Hoy cumplo cincuenta y cuatro años, siete meses y diez días. Con motivo de fecha tan señalada, me he parado a reflexionar sobre algunos aspectos de mi trayectoria vital. En concreto sobre los llamados vicios menores.
He cultivado, con esmero y espero que con elegancia, los llamados vicios menores, que a la hora de hacer las cuentas, cada cual incluirá en la lista los que tengan tal calificativo según su leal saber y entender. En mi caso me salen cuatro, a saber: fumar; beber; jugar y joder (en su primera acepción, que es la lúdica y por lo tanto susceptible de generar vicio).
Fumar.- Empecé a practicar este estúpido vicio a la ¿inocente? edad de once años. Con el tiempo adquirí una habilidad tal, que las volutas de humo las expelía por boca, nariz y oídos con gracia y donaire, incluso formando figuras tan elaboradas, que de haber existido en aquellos años los móviles con cámara fotográfica como hoy, podría fundar un museo de fotografías de figuras volátiles. Como no era así, no os queda más remedio que fiaros de mí, que si bien es cierto que propendo a la exageración, no me tengo por más mentiroso de lo que está socialmente permitido. Afortunadamente, al cabo de los años, muchos, en concreto treinta y cinco, me di cuenta que jugar a escultor con el humo, además de efímero era malsano, pues para que el humo saliera blanco y puro y pudiera formar bellas figuras, necesitaba dejar en mis pulmones y otros recovecos, el resto de las sustancias que acompañaban al humo, así que decidí dejar este virtuosismo, más que nada porque no compensaba. Lástima, porque enseguida llegaron los móviles con cámara y podría haber dejado constancia fehaciente de mis anteriores afirmaciones. Pero las cosas son como son y no como creemos que debieran ser.

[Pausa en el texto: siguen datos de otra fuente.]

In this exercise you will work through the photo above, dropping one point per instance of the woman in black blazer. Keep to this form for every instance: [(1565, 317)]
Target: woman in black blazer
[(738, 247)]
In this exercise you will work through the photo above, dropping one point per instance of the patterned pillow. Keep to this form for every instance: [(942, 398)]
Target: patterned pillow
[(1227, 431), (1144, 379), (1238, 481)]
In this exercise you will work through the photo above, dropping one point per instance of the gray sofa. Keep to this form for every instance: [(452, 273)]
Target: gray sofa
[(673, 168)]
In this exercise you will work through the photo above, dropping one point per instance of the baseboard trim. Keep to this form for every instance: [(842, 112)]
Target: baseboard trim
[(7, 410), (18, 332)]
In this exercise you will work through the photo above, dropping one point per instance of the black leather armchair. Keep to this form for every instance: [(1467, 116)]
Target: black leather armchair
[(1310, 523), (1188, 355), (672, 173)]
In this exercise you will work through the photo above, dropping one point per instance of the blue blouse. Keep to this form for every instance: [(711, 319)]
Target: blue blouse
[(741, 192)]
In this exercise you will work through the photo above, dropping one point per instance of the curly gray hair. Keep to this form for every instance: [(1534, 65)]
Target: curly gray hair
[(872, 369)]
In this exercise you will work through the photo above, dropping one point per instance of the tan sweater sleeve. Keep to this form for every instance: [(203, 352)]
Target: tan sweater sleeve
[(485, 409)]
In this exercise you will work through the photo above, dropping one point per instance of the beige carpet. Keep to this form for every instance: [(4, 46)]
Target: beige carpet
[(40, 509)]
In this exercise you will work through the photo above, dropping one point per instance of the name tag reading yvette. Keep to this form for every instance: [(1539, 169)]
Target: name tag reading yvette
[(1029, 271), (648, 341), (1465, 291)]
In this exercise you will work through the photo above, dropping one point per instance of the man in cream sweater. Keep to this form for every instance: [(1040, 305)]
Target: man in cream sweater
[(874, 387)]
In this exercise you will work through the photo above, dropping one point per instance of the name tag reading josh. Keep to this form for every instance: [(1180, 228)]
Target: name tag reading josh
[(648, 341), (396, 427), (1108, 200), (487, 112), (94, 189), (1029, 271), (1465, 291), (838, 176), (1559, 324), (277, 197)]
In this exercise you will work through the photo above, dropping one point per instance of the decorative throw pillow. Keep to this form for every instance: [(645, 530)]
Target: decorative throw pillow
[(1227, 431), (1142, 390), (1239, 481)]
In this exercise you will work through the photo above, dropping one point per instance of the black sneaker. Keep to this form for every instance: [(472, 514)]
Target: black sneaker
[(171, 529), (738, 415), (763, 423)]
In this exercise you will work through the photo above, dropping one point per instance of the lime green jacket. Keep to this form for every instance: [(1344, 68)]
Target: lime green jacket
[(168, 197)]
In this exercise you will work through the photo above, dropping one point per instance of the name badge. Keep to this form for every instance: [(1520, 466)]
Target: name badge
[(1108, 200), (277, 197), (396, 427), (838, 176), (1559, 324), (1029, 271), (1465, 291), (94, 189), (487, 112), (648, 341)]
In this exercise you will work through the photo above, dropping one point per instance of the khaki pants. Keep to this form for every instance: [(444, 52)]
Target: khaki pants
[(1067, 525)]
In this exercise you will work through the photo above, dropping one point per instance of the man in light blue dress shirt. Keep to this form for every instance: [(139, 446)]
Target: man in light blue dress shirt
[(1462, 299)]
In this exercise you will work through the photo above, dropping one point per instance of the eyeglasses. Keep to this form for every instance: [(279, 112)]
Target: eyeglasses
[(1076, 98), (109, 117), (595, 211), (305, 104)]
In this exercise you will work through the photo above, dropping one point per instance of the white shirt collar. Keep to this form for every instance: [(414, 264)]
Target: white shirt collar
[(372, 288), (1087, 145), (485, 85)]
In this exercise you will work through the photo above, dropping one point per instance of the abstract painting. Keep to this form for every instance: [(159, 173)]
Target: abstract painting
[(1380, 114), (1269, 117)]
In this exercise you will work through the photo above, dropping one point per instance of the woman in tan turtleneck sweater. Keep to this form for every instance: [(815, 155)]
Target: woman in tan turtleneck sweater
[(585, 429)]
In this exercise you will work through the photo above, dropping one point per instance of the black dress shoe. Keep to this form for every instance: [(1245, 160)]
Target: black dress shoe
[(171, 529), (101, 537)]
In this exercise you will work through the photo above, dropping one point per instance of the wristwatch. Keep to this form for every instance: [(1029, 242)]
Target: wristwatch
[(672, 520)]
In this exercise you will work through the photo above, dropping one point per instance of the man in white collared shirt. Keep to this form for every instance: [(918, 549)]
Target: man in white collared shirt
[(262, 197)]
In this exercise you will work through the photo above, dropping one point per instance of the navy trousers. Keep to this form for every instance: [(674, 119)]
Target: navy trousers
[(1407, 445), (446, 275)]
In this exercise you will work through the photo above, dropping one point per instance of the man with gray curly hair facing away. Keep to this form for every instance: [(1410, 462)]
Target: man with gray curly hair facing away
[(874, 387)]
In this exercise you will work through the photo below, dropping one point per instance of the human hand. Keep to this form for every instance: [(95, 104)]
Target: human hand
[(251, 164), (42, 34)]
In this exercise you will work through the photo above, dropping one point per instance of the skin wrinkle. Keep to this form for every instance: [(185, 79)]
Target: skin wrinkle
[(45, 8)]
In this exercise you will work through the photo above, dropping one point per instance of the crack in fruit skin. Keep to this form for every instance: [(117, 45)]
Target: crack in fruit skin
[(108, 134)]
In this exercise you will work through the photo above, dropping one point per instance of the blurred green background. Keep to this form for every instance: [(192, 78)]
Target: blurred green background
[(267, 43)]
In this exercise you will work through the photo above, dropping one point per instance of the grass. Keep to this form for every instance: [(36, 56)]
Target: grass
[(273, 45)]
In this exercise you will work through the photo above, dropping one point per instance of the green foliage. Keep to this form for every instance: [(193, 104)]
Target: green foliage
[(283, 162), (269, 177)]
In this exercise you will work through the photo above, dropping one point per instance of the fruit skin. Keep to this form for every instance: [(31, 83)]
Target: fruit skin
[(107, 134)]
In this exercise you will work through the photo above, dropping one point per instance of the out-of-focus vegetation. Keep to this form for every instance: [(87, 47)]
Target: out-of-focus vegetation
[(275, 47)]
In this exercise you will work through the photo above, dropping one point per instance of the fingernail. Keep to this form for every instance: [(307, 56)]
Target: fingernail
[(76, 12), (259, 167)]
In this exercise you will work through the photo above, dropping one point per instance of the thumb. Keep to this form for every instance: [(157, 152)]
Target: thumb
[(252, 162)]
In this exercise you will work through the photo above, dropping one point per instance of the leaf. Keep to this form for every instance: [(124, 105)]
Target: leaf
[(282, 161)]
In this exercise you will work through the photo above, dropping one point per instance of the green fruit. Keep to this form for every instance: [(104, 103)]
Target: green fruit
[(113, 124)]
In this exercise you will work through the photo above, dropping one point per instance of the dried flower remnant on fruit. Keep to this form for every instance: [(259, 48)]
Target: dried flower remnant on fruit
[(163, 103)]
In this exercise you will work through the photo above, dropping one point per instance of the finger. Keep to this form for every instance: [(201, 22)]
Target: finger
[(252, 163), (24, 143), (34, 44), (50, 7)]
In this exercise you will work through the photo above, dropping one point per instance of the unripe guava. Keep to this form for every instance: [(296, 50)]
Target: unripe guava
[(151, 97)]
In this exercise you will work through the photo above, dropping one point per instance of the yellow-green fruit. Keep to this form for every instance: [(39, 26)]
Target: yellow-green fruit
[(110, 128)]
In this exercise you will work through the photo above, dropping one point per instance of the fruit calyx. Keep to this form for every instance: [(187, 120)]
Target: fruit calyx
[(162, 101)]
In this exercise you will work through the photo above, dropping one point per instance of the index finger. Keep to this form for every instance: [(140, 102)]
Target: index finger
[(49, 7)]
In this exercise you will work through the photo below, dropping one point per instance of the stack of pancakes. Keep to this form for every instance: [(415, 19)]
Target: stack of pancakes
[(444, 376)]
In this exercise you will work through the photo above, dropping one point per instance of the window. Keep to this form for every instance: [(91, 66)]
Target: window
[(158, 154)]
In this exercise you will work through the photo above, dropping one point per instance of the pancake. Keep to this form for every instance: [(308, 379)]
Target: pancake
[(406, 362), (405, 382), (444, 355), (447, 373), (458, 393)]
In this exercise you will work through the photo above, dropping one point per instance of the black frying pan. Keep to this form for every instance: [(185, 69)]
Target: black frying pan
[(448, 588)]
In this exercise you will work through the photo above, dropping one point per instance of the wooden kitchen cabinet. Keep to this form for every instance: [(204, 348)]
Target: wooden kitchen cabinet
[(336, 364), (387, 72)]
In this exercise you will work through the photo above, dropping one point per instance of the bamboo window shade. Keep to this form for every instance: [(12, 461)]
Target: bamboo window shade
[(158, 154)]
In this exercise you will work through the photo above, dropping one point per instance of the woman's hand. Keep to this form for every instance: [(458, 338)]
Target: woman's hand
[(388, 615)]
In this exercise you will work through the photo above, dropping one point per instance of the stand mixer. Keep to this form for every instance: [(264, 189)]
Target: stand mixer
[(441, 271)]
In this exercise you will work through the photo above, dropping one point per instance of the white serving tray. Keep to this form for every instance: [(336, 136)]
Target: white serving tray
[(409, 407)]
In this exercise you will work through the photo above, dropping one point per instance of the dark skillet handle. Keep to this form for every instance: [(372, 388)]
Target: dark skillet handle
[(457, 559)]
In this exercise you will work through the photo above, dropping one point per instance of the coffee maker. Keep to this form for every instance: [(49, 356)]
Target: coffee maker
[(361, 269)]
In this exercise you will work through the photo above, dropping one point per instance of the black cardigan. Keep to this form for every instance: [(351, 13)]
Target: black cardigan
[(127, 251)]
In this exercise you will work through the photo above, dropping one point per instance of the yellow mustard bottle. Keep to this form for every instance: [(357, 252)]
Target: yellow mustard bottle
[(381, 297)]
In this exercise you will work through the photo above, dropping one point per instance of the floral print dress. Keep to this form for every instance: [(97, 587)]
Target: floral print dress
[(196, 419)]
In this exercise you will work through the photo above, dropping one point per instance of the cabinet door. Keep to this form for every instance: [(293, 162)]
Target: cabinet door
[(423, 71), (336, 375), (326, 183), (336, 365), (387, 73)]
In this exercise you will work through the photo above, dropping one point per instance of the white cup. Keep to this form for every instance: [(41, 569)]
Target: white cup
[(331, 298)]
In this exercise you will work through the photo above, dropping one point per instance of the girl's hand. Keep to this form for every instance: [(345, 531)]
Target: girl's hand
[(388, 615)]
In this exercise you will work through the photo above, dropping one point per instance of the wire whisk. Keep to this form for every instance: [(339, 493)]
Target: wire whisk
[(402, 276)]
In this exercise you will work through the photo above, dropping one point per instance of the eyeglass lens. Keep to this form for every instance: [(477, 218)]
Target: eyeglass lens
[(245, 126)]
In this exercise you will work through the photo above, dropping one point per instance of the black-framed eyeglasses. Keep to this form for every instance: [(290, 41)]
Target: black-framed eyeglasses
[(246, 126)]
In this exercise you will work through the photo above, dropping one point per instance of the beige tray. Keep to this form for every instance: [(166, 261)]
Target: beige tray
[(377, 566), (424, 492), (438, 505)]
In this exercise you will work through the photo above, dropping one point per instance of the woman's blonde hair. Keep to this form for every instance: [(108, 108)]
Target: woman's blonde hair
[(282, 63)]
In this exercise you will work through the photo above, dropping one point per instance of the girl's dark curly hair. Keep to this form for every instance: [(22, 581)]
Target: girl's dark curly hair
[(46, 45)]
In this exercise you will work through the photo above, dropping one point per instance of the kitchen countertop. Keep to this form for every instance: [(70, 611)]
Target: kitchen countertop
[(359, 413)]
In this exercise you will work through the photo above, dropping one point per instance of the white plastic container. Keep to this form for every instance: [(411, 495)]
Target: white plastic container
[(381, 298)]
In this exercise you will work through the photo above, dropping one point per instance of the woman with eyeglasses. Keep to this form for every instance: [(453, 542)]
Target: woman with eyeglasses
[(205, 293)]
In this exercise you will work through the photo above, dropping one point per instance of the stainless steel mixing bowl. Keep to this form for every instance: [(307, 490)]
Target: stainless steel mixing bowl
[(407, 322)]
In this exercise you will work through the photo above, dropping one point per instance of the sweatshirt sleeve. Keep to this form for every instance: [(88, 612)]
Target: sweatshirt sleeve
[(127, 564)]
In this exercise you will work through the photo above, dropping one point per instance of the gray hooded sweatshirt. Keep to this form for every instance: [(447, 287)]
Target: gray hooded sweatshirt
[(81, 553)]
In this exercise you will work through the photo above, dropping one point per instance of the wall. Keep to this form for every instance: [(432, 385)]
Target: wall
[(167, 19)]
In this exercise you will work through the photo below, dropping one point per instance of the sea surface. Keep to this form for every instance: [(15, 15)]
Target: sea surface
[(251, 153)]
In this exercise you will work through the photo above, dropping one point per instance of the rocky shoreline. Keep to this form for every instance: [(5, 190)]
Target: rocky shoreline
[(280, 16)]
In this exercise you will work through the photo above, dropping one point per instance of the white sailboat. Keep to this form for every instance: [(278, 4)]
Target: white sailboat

Beber.- El vicio de trasegar licor, ya sea fermentado o destilado, lo inicié a la también temprana edad de trece años. Afortunadamente, en el paleolítico superior, no existían las leyes de protección a los menores y por tanto podíamos entrar en un bar y pedir un chato de vino sin mayores alharacas, o echar unas gotas, más bien chorrito, bueno, a lo mejor chorro de coñac en el café, pero es que, aunque parezca mentira, en Badajoz en invierno rasca el frío. También adquirí cierto virtuosismo en este arte y aunque no pueda afirmar, sin mentir, que nunca me ha visto nadie más perjudicado de lo que las buenas costumbres y el decoro aconsejan, si puedo parafrasear a don Juan Tenorio y afirmar que “en muchos, sino en todos, bares dejé, memoria amarga de mí”. Claro que al día siguiente ellos dejaban su memoria amarga en mi estómago y cabeza en forma de amarga resaca. Resacas que en el momento de soportarlas, invariablemente arrancan de uno frases ilustres y originales, jamás dichas por otro resacoso, como aquella de: “¡¡¡más nunca!!!”, que debido a la fragilidad de la memoria, dura lo que tarda en diluirse un par de Alka Seltzer en medio vaso de agua. Para mantener vivo, guapo y lustroso este vicio, nunca le hice ascos a casi ningún brebaje, excepción hecha del mal whisky, que para mí es todo aquel que no provenga de la malta. Hoy, estoy casi limpio de este vicio, no por convicción metafísica, sino por falta de compañía suficiente y cualificada para practicarlo. Aquellos con los que no me importaba hacer el ridículo en las noches de humo y alcohol ya no están a mi lado, aunque no renuncio a que vuelvan, y mis nuevos compañeros, y algunos amigos, tienen una imagen de mí incompatible con las veleidades del alcohol. Así que por puro sentido del ridículo e incapacidad para sacar de su error a los que me rodean, bebo con moderación y buen propósito, que tengo para mí que no es buena manera de beber.
Dejo los dos vicios que me quedan para una próxima, pues he podido comprobar que si extiendo más de lo debido estas entradas, el personal se me duerme en su lectura y no consigo que saquen provecho de ella.